Enabling Offload for Dataset

Ascend GPU CPU Data Preparation

Overview

The offload feature may speed up data processing by moving dataset operations from dataset pipeline to computation graph, allowing these operations to be run by the hardware accelerator. It will offload only the supported dataset operations at the end of the pipeline to the accelerator. This includes consecutive data augmentation operators which are used in the map data processing operator, granted they come at the end of the dataset pipeline. It can also split individual map data processing operator to allow for more of the individual dataset operations to be offloaded.

The current supported data augmentation operators which can be offloaded are:

Operator Name

Operator Path

Operator Introduction

HWC2CHW

mindspore.dataset.vision.c_transforms.py

Transpose a Numpy image array from shape (H, W, C) to shape (C, H, W)

Normalize

mindspore.dataset.vision.c_transforms.py

Normalize the input Numpy image array of shape (H, W, C) with the given mean and standard deviation

RandomColorAdjust

mindspore.dataset.vision.c_transforms.py

Perform a random brightness, contrast, saturation, and hue adjustment on the input PIL image

RandomHorizontalFlip

mindspore.dataset.vision.c_transforms.py

Randomly flip the input image horizontally with a given probability

RandomSharpness

mindspore.dataset.vision.c_transforms.py

Adjust the sharpness of the input PIL Image by a random degree

RandomVerticalFlip

mindspore.dataset.vision.c_transforms.py

Randomly flip the input image vertically with a given probability

Rescale

mindspore.dataset.vision.c_transforms.py

Rescale the input image with the given rescale and shift

Offload Process

The following figures show the typical computation process of offload hardware accelerator in the given dataset pipeline.

offload

Offload has two new API changes to let users enable this functionality:

  1. A new argument “offload” is added to the map dataset processing operator.
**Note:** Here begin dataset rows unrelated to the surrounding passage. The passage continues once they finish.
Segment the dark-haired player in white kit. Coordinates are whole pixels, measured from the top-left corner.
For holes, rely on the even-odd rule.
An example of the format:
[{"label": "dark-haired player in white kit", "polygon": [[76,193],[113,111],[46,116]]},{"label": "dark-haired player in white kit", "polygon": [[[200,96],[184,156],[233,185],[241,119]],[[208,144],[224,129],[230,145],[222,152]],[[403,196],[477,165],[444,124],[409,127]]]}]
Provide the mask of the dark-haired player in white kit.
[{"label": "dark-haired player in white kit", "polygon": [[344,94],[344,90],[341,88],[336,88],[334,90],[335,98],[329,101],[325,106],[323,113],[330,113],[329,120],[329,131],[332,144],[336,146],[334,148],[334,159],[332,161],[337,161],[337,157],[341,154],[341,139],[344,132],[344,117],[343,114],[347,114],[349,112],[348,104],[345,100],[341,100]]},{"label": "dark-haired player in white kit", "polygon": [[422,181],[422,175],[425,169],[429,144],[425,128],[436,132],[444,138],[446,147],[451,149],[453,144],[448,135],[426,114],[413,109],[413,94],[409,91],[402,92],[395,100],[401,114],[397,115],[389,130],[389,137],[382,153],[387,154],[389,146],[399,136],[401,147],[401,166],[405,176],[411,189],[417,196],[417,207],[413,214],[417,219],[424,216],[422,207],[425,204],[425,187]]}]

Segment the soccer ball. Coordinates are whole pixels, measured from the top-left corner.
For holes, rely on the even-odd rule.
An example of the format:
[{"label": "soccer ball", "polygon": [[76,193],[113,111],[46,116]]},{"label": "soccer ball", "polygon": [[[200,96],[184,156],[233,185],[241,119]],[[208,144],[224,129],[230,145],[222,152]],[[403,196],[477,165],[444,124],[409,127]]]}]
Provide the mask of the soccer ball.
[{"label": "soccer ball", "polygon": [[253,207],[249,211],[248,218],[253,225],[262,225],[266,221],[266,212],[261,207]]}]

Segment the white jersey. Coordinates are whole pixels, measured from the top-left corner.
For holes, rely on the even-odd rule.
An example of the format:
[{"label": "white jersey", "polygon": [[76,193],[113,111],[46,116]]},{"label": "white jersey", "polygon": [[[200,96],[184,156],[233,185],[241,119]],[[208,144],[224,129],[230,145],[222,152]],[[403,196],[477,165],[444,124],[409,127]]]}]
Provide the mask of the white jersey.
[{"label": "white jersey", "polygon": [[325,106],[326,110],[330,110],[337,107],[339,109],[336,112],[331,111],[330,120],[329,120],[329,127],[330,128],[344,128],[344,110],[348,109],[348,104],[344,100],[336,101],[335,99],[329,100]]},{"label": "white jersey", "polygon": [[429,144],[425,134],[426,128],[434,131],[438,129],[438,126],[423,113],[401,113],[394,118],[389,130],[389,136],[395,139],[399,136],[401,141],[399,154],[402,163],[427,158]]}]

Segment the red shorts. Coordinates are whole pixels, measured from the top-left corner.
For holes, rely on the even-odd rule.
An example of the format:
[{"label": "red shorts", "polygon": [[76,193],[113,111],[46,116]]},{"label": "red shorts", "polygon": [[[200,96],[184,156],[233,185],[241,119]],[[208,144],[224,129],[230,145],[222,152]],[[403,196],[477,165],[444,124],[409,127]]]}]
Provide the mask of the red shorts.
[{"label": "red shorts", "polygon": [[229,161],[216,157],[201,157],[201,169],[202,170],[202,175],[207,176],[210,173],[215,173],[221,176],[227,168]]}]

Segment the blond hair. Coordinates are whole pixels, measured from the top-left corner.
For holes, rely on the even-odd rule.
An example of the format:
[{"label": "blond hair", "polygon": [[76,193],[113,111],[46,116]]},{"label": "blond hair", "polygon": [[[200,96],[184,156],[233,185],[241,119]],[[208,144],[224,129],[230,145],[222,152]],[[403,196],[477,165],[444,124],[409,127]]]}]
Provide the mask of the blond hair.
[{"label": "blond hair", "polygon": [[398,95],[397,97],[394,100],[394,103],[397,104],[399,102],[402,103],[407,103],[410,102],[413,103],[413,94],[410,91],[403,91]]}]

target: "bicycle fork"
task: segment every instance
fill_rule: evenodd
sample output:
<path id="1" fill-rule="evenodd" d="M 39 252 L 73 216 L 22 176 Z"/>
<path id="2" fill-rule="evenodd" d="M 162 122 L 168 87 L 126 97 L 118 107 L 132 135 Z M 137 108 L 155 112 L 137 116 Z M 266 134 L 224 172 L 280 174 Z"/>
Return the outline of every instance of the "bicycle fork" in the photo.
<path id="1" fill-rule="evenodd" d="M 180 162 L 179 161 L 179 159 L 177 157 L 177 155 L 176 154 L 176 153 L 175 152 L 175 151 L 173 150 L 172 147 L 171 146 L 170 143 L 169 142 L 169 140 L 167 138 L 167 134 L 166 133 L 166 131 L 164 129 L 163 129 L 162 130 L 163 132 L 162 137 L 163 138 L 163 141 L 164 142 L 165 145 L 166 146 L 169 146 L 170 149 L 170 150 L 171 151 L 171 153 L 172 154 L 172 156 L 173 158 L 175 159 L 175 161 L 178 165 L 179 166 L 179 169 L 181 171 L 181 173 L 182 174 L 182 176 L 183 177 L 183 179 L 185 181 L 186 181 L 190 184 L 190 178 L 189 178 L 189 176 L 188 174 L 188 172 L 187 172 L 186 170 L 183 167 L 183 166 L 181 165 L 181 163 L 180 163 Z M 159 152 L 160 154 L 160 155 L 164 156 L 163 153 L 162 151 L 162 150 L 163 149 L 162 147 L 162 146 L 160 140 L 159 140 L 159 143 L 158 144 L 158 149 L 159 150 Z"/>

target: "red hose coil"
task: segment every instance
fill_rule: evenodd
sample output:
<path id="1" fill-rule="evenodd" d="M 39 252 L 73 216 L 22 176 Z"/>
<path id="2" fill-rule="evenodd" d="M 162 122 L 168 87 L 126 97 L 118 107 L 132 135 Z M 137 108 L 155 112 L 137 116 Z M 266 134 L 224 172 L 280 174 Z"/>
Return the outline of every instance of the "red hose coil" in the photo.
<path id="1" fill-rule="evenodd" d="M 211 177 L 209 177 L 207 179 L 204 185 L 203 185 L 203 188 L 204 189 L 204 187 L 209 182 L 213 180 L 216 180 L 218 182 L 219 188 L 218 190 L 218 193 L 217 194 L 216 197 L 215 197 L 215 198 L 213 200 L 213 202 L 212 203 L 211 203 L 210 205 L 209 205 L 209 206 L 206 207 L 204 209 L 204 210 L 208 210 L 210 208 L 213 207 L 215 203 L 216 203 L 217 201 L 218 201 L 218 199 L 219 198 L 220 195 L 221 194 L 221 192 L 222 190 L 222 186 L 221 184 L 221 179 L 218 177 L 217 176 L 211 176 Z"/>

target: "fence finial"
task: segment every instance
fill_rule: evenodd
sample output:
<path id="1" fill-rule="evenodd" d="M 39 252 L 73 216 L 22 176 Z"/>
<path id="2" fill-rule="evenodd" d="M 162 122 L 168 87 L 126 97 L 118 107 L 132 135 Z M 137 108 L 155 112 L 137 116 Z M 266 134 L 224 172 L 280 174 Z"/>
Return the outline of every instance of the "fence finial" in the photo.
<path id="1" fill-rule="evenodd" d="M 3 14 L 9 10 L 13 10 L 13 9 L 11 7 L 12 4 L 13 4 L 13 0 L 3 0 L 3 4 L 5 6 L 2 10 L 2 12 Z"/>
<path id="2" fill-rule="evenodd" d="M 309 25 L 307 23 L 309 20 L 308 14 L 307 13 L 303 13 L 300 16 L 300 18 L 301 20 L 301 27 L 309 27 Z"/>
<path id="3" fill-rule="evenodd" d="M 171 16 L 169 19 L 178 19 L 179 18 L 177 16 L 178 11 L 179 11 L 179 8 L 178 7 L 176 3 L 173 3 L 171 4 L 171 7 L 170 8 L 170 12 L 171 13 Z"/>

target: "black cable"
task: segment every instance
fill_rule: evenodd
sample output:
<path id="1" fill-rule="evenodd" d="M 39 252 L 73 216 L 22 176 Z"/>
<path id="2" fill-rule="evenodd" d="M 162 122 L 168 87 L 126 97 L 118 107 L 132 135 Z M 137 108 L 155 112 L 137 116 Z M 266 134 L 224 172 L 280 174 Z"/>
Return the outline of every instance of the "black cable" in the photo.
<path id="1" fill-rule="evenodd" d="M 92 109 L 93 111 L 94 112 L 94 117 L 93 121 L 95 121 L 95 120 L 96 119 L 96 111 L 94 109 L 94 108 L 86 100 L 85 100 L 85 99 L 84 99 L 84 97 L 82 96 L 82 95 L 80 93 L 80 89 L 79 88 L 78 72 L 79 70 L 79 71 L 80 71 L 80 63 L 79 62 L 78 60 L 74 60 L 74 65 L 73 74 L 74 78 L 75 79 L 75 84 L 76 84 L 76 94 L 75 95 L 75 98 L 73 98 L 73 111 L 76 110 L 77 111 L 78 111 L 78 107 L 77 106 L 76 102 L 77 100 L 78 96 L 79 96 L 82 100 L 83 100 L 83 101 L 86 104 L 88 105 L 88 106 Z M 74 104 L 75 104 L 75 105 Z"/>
  2. A new API “set_auto_offload” is introduced to the dataset config.

To check if the data augmentation operators are offloaded to the accelerator, users can save and check the computation graph IR files which will have the related operator written before the model structure. The offload feature is currently available for both dataset sink mode (dataset_sink_mode=True) and dataset non-sink mode (dataset_sink_mode=False).

Enabling Offload

There are two options to enable offload.

Option 1

Use the global config to set automatic offload. In this case, the offload argument for all map data processing operators will be set to True (see Option 2). However, if the offload argument is given for a specific map operator, it will have priority over the global config option.

import mindspore.dataset as ds
ds.config.set_auto_offload(True)

Option 2

Set the argument offload to True in the map data processing operator (by default it is set to None).

import mindspore.dataset as ds
import mindspore.dataset.vision.c_transforms as C

dataset = ds.ImageFolder(dir)
image_ops = [C.RandomCropDecodeResize(train_image_size), C.RandomHorizontalFlip(prob=0.5), C.Normalize(mean=mean, std=std), C.HWC2CHW()]
dataset = dataset.map(operations=type_cast_op, input_columns= "label")
dataset = dataset.map(operations=image_ops , input_columns="image", offload=True)

Constraints

The offload hardware accelerator feature is still in development phase. The current usage is limited under the following constraints:

  1. Dataset should only contain “image” and “label” columns.

  2. Offload feature does not support concatenated or zipped datasets currently.

  3. The map operation(s) you wish to offload must be the last map operations in the pipeline. This includes map operations done to other dataset columns, for instance, dataset = dataset.map(operations=type_cast_op, input_columns= "label") must come before dataset = dataset.map(operations=image_ops , input_columns="image", offload=True).

  4. Offload feature does not support map operations with a user specified output_columns.